En d’autres termes, si la première tranche devrait être payée ce 1er juillet, elle serait de 1.680.00 Fc contre 1.120.00 Fc prévu lors de la signature de l’ordonnance du 30 avril 2008. Et le 1er janvier 2009, le montant sera plus élevé devant la dépréciation monétaire continue.

Conséquemment au taux d’inflation élevé, les membres de la FEC parlent également des difficultés de leurs membres dans le domaine agro-industriel face aux coûts élevés de l’énergie électrique, pétrolière et en eau ; de la fiscalité et la parafiscalité inadaptée et non incitative… Ils affirment que toutes ces difficultés rendent l’exploitation des entreprises agro-industrielles, pastorales, et autres, onéreuse.

Et la prochaine rentrée scolaire ?

Aussi, dans l’hypothèse des négociations très attendues, aucun compromis n’intervenait, et que le gouvernement tenait toujours à l’application de l’ordonnance du 30 avril 2008, les entreprises seront obligées de s’appuyer sur d’autres mesures.
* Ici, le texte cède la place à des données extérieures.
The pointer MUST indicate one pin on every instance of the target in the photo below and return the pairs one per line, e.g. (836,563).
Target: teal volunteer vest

Notamment, la suppression des emplois, si pas la délocalisation des unités économiques pour d’autres cieux plus cléments, en mettant purement et simplement la clé sous le paillasson.
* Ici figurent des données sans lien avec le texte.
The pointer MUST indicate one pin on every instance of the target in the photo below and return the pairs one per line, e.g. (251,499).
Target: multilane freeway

La sonnette d’alarme a été tirée dans le message des évêques catholiques : “ Il y a aujourd’hui un mur qui sépare toujours davantage les riches des pauvres. La tension salariale entre les hommes politiques et les agents de l’Etat appelle des réformes urgentes. Bien des salaires ne sont pas toujours payés, les enseignants et bon nombre d’agents de l’Etat sont clochardisés. Ce qui fait craindre une nouvelle vague de grèves à la prochaine rentrée scolaire si rien n’est fait pour les enseignants ”.

La menace est là. Réelle. Au gouvernement d’agir vite et bien.